São Paulo, sábado, 30 de janeiro de 1999

Texto Anterior | Próximo Texto | Índice

Dramaturgo fez da era elisabetana uma plataforma renascentista

GERALD THOMAS
de Nova York

Em "Shakespeare Apaixonado", não é a obra de William Shakespeare que está em questão. Aliás, neste filme, ela não passa de um mero pano de fundo, um pretexto incidental para o desenrolar de uma bem-humorada e simples história de amor.
O jovem Shakespeare, aqui, não é aquele autor que conseguiu driblar o "status quo" da draconiana Inglaterra elisabetana e reduzir os mistérios da vida a uma ilha ainda menor que seu país, o palco.
Suas inesquecíveis palavras mágicas e seus elaborados complôs usavam e abusavam de referências e lugares, pegavam emprestado conceitos existentes, subvertiam as tradições e se nutriam das fontes mais diversas de informação para retratar os complexos labirintos da mente humana e para colocar em cheque as evidentes contradições entre suas obsessões carnais e sua eterna busca espiritual.
Shakespeare fez da (exausta) era elisabetana uma verdadeira plataforma renascentista, cuja preocupação principal era a criação de um "novo homem", num novo mundo renascido das trevas medievais. Em suas próprias palavras, a Inglaterra era como o "Parque de Netuno; um lugar isolado pela fúria das águas que a protegiam das invasões, um palco psicótico, um lugar propício para a criação de revoltas e de teatro", protagonizado por nada menos que sua própria rainha, Elizabeth 1ª, e que tinha, como coadjuvantes, os "monstros sagrados" da dramaturgia, Christopher Marlowe, Ben Johnson e Thomas Kydman.
O evento teatral era, ainda assim, um ritual da rua, de praça pública ou de corte real, já que o teatro (o "playhouse") propriamente dito era um lugar considerado tão baixo quanto um bordel.
A dramaturgia contemporânea era feita sob medida e distorcida propositalmente para agradar à realeza. Esses dramas também serviam para alimentar um crescente patriotismo inglês e reforçar o nacionalismo surgido da "guerra fria" entre Inglaterra e Espanha.
Christopher Marlowe, autor de "Tamburlaine" e "Doutor Fausto", era o mestre inquestionável da dramaturgia e suas peças eram "profundas", iam fundo na alma do ser humano.
Do jovem Shakespeare, eram esperadas "comédias ligeiras". Mas, apesar de todos os empecilhos, Londres começou a enxergar em "Ricardo 3º" e "Romeu e Julieta" as armadilhas que Shakespeare armava na cabeça do espectador e que escondia dezenas de camadas de subtexto sob os mantos luxuosos de seus reis e amantes.
Em "Hamlet", o paradoxo entre a lucidez (trunfo racionalista de Marlowe) e a tomada de consciência do significado perverso das palavras e sua incapacidade de transformá-las em ação colocou, definitivamente, a obra de Shakespeare na vanguarda de seus contemporâneos.
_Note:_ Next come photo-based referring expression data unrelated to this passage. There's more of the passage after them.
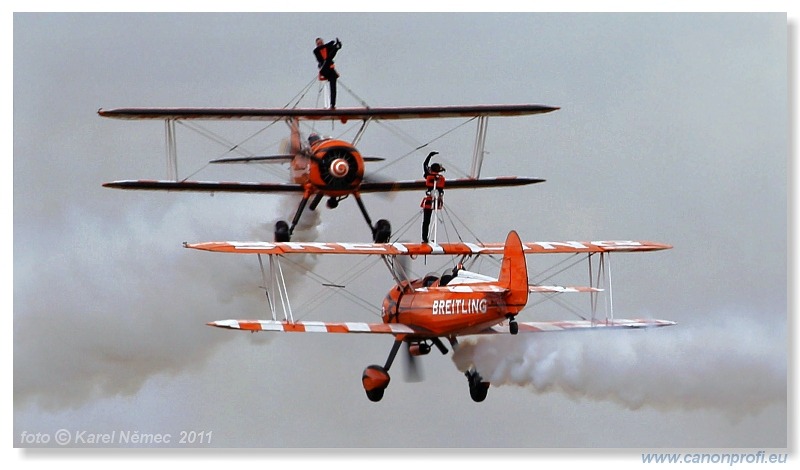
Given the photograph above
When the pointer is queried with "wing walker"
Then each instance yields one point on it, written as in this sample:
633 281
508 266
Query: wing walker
420 313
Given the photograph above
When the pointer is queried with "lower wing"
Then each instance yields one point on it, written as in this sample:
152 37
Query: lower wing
399 328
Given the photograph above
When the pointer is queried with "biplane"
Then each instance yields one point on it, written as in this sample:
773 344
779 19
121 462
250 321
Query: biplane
322 168
424 313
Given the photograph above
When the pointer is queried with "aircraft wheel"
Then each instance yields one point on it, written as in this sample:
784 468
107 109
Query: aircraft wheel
375 395
478 393
383 231
375 379
477 388
282 231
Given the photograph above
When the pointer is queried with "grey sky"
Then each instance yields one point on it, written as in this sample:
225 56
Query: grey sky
673 128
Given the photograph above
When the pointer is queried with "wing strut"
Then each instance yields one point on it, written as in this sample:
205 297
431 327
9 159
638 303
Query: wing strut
603 279
480 143
172 150
275 288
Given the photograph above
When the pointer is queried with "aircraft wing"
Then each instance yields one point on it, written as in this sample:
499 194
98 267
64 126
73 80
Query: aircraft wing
562 289
314 327
338 114
399 328
548 326
413 249
460 183
206 186
253 187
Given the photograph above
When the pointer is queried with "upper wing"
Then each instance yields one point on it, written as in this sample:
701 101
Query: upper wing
460 183
279 248
342 114
206 186
251 187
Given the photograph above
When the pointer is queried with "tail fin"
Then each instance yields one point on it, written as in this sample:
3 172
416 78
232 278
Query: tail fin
514 273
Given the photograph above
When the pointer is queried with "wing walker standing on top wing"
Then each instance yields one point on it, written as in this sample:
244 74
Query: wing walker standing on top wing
420 313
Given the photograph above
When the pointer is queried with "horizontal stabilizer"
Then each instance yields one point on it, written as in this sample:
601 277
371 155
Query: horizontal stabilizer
457 183
313 327
260 159
543 327
562 289
275 159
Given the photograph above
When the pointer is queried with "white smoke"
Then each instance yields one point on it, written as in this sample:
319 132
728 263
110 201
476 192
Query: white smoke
101 307
731 365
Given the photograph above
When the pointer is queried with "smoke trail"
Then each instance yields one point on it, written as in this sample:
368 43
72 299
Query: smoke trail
100 307
731 365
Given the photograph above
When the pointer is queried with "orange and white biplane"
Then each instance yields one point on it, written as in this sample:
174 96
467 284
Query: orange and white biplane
424 313
321 168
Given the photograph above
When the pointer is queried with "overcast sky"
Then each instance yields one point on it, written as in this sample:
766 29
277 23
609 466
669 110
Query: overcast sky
672 128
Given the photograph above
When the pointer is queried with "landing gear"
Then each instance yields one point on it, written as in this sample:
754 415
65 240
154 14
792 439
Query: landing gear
513 326
375 378
478 389
282 231
381 232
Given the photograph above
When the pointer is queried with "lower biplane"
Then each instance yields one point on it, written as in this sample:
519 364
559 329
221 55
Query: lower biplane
425 313
321 168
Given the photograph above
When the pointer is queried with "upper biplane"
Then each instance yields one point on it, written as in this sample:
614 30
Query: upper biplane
424 313
322 168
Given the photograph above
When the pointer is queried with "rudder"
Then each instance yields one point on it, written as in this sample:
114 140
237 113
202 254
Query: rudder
514 273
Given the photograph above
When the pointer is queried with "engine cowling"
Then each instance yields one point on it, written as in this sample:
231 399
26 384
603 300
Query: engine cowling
338 167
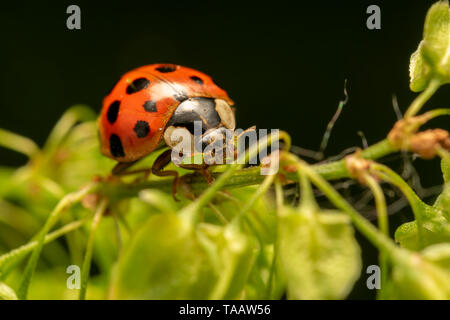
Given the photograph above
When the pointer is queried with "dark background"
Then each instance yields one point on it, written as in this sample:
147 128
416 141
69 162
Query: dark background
283 65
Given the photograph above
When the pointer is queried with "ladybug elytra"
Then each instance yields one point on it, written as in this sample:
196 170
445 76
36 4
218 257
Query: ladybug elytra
149 103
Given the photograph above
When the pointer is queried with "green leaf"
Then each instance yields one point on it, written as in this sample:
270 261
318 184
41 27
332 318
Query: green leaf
431 60
419 71
233 254
434 220
318 254
435 229
422 276
6 293
164 260
436 38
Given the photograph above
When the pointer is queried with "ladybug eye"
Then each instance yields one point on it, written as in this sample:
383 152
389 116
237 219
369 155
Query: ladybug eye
137 85
166 69
197 80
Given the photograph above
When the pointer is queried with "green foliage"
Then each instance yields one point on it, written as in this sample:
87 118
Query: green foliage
431 59
318 253
233 239
432 224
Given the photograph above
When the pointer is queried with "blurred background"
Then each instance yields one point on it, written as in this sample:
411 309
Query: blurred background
283 65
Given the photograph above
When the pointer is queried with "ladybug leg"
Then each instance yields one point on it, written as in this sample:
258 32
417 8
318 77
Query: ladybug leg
121 170
157 169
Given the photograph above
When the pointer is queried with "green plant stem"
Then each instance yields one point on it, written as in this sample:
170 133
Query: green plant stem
422 98
90 248
240 177
193 209
381 241
262 189
383 222
65 203
417 205
12 258
18 143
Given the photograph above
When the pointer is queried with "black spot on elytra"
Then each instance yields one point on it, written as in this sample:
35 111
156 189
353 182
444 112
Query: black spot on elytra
150 106
113 111
137 85
115 146
166 68
141 129
197 80
180 96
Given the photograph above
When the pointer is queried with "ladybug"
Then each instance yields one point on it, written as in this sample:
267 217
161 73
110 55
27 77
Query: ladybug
149 103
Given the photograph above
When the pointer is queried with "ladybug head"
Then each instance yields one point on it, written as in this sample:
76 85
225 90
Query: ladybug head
201 120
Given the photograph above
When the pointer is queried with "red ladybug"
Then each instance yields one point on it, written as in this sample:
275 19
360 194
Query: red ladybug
149 102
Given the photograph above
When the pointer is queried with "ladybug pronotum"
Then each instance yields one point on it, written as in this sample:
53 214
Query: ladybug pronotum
149 103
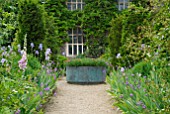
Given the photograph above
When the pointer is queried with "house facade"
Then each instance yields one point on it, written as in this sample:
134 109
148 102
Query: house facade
75 45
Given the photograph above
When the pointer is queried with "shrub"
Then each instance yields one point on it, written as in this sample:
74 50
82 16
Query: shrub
143 68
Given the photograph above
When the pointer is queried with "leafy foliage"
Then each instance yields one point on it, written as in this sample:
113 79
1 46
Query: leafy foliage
144 87
8 24
26 90
95 23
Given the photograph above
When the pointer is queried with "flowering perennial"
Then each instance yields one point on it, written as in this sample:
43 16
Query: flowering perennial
23 62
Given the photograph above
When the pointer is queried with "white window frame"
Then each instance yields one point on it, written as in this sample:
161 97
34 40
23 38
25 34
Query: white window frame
78 35
74 4
123 4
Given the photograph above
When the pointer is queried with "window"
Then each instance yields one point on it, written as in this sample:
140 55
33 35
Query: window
75 45
123 4
75 4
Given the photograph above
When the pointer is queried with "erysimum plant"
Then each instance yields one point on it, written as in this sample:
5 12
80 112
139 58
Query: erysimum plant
24 84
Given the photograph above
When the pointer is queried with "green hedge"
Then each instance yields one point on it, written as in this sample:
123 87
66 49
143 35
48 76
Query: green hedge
86 62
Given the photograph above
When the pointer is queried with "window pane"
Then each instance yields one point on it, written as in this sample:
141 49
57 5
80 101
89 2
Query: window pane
70 49
80 49
69 6
75 49
70 32
75 39
80 39
70 39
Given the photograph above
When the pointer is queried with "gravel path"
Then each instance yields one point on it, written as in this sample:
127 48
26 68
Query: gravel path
80 99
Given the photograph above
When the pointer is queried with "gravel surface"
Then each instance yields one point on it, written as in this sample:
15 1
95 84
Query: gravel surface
81 99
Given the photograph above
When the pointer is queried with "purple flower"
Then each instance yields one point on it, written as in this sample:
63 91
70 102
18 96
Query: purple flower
54 77
47 89
42 85
19 50
122 69
19 46
142 46
131 95
118 56
32 45
18 111
3 60
49 71
127 82
63 53
41 93
139 103
143 106
40 47
138 86
23 62
37 52
121 96
3 48
55 94
104 71
131 86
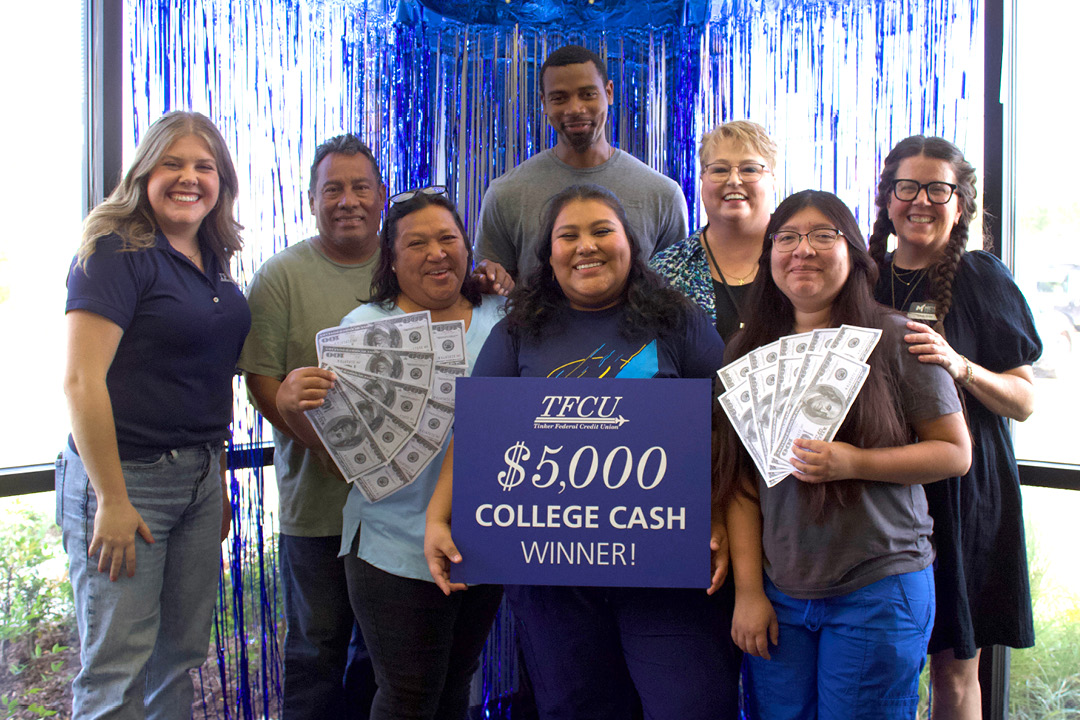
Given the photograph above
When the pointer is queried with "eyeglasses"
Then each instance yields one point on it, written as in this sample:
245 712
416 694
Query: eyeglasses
937 192
822 239
409 194
747 172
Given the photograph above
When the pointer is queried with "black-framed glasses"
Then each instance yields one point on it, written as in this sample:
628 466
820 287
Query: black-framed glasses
409 194
939 192
747 172
822 239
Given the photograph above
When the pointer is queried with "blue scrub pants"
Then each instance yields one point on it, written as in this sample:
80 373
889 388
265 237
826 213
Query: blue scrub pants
855 655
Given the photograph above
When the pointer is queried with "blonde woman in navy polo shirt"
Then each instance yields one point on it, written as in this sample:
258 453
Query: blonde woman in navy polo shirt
156 324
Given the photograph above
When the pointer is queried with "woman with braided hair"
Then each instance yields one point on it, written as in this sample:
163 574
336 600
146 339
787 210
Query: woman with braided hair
966 314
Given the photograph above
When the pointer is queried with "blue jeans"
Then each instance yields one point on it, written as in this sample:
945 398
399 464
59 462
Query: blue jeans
142 635
854 655
327 669
588 648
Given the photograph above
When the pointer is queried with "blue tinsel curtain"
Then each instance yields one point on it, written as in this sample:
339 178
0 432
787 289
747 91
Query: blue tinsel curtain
836 82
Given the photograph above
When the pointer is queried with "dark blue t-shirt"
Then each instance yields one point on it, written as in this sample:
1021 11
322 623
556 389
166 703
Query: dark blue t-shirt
171 380
588 344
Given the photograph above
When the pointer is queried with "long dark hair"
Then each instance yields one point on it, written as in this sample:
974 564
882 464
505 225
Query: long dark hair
385 286
943 272
875 419
536 303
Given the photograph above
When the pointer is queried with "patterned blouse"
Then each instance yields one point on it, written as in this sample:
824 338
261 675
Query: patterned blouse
685 265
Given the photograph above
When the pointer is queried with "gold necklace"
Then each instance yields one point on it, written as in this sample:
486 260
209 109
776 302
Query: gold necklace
900 274
916 275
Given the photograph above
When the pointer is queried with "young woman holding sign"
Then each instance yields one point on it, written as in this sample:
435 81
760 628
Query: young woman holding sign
584 646
837 627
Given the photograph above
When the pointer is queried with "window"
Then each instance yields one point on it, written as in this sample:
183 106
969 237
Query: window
42 195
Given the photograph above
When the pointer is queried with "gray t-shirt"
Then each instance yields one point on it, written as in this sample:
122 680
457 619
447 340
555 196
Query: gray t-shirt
294 295
886 532
510 215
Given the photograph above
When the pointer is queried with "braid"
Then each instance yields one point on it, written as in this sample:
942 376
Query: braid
879 238
944 272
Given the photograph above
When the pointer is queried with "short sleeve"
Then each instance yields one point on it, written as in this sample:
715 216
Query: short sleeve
265 349
927 390
676 226
498 358
703 351
990 302
493 240
108 284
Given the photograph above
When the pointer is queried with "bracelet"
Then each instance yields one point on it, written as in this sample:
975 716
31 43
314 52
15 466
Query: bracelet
970 376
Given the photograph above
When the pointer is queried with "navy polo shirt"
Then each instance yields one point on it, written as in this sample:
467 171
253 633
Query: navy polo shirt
171 380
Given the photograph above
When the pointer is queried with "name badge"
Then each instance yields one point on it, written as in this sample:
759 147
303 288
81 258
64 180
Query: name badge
925 312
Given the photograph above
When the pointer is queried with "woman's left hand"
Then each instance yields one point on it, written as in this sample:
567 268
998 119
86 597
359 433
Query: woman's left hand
494 279
818 461
932 348
718 545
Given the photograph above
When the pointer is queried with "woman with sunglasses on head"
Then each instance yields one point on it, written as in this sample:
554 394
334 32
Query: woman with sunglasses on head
838 625
968 316
424 646
716 266
156 324
584 647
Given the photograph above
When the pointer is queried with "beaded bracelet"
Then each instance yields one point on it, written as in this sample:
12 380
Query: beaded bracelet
970 377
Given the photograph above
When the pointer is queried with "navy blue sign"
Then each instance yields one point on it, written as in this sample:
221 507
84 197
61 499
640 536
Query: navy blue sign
582 481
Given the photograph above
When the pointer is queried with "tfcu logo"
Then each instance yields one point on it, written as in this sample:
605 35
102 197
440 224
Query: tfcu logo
580 412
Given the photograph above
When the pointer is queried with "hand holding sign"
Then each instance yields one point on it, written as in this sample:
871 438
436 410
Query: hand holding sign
580 483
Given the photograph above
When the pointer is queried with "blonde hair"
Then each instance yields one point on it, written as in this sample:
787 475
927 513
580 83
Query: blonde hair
745 133
126 212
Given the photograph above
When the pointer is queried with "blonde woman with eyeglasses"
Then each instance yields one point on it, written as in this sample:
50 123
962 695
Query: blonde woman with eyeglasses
716 266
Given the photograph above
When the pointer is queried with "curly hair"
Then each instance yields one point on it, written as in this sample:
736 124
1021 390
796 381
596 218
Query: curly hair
342 145
126 212
538 302
943 272
574 55
385 286
875 418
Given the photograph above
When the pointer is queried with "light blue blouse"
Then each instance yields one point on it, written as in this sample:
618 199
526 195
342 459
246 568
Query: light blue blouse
391 530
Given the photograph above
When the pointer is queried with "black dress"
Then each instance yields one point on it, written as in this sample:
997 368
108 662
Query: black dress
984 596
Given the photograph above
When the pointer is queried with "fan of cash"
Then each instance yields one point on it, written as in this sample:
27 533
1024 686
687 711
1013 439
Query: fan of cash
799 386
392 406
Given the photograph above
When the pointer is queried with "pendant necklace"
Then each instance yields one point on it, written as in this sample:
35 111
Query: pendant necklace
916 280
724 281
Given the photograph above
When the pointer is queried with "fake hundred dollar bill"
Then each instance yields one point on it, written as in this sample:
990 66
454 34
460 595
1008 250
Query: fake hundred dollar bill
394 392
410 367
409 331
770 390
346 436
448 340
824 405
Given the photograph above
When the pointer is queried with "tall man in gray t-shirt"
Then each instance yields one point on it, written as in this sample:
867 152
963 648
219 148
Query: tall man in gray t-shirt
301 289
576 94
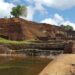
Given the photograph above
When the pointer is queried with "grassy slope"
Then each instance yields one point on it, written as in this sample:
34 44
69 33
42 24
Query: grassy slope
27 66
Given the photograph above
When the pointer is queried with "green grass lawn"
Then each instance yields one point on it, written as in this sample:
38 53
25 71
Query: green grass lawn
27 66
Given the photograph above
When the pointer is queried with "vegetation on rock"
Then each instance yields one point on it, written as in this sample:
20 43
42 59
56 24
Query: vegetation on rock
18 11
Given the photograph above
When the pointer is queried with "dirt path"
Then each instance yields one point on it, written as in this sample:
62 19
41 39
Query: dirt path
61 65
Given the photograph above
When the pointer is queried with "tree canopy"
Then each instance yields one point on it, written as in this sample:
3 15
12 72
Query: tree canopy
18 11
67 27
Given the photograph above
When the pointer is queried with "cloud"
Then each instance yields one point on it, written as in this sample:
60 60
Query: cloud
5 8
30 13
58 20
65 4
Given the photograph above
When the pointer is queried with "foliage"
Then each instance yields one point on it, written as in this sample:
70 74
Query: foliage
67 27
18 11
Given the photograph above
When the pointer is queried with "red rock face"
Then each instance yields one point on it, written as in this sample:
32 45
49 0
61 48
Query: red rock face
19 29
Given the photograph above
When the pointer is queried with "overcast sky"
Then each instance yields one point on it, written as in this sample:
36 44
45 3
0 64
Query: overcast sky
46 11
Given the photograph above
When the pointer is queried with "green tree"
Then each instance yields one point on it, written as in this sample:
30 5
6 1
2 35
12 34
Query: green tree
67 27
18 11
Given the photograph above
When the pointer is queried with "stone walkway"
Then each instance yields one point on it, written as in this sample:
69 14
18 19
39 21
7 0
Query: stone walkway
62 65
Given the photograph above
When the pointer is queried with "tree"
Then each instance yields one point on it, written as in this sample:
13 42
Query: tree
67 27
18 11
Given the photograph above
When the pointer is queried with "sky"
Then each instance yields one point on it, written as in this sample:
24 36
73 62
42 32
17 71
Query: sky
54 12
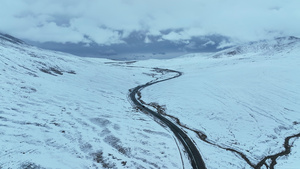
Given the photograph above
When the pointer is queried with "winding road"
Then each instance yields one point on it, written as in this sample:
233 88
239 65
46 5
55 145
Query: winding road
190 148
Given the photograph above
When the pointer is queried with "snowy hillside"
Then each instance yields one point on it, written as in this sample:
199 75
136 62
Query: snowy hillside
62 111
243 102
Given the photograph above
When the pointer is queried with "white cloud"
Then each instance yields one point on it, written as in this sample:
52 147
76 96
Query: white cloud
74 20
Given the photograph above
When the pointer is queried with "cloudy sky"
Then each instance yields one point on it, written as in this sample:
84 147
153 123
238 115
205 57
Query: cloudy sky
110 21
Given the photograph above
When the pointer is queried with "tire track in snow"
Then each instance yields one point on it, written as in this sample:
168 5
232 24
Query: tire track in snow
189 146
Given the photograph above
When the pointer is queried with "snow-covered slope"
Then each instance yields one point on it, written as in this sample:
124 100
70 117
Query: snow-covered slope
62 111
245 99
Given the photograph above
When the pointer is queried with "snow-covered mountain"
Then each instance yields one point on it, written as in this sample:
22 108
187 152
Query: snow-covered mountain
62 111
245 101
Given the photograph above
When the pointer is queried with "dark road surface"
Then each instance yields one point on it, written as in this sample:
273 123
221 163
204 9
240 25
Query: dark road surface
190 148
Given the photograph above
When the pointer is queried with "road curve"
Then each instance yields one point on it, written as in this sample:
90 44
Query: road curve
190 148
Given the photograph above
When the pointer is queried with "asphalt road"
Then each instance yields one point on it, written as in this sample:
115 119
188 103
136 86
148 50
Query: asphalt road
190 148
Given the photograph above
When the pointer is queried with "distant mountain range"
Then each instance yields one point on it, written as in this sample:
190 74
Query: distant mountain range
139 46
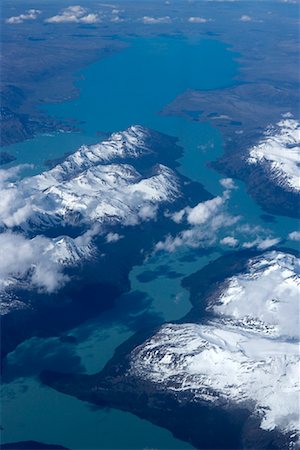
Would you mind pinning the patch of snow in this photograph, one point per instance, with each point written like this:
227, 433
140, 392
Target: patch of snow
279, 153
247, 355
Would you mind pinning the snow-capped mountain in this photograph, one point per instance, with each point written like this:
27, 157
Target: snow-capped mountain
88, 187
246, 355
278, 153
93, 189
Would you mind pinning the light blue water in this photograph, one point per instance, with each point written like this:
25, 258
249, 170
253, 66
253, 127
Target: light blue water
128, 88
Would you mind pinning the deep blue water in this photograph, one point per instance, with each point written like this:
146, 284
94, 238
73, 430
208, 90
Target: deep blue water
128, 88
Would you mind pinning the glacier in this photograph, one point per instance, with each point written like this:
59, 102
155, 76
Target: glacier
90, 186
93, 190
245, 354
278, 152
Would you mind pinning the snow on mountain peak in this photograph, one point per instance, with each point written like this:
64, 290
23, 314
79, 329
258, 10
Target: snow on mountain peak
279, 153
247, 355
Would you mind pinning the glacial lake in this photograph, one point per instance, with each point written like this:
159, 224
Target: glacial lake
130, 87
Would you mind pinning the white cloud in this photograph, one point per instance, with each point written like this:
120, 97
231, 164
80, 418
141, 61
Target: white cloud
156, 20
230, 241
262, 243
74, 14
113, 237
14, 208
29, 258
295, 236
31, 14
227, 183
198, 20
246, 356
117, 19
245, 18
148, 212
178, 216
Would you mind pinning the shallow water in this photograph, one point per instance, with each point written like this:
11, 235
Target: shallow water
128, 88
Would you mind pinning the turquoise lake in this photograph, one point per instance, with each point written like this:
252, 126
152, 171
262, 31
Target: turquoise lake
130, 87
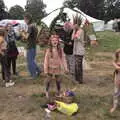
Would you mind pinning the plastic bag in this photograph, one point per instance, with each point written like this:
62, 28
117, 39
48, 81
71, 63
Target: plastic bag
67, 109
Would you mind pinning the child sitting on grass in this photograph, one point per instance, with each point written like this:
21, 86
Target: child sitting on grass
54, 63
116, 96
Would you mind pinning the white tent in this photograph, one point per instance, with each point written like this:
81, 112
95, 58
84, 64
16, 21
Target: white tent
109, 25
97, 24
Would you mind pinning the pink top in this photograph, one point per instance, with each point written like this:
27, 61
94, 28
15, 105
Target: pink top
54, 64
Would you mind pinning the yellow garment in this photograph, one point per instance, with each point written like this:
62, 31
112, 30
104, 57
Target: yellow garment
67, 109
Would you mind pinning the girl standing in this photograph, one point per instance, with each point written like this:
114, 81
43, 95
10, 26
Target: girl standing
78, 49
12, 50
116, 96
54, 63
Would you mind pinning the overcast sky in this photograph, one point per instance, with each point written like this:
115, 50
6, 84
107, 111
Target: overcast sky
51, 4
Vítima de críticas e complôs, ele ficava mais amargo e sarcástico a cada nova peça.
Até que, em "A Tempestade", a sua última, um amadurecido e irônico Shakespeare reduz mais uma vez a sua Inglaterra a uma ilha. Seu personagem alter-ego, Próspero, fazia um pacto com Elizabeth 1ª (aqui transformada numa bruxa invisível, Sycorax, dona da ilha), cujos poderes mágicos e misteriosos conseguiriam fazer com que todos os seus inimigos (autores e críticos descritos como políticos oportunistas) naufragassem em alto-mar, buscando refúgio na Ilha encantada de Próspero.
Em "A Tempestade", Shakespeare faz o seu mais brilhante levantamento sobre a era elisabetana e aponta para o futuro. Alvo das mais diversas críticas, aqui Shakespeare se supera e funde, de uma forma mais sofisticada que nunca, macro e microcosmo, criando uma metalinguagem de silenciar qualquer crítico.
Como será que o leitor imagina Shakespeare? Seria ele parecido com aquele tradicional busto de gesso, cavanhaque sisudo e olhar vazio que o perpetuou na história? Pouco se sabe sobre ele, a não ser aquilo que conseguimos deduzir de suas peças. Uma coisa é certa. Todos, absolutamente todos os dramaturgos e teatrólogos modernos têm uma dívida com ele.
Afinal, preso em sua ilha, Shakespeare nos deu a dimensão que hoje temos, ou que nossos personagens têm. É por meio do seu teatro, repleto não de personagens, mas de seres humanos, que Shakespeare nos mostra a redundância dos jogos da retórica e da discriminação de classes, nos faz enxergar o ódio causado pelo nacionalismo e pela supressão do amor.
Shakespeare transformou seus espectadores na era elisabetana, assim como ainda transforma os de hoje, em coadjuvantes num espetáculo inesquecível em que, nas sábias palavras de John Lennon, eles podem apreciar a poesia da vida e viver em paz.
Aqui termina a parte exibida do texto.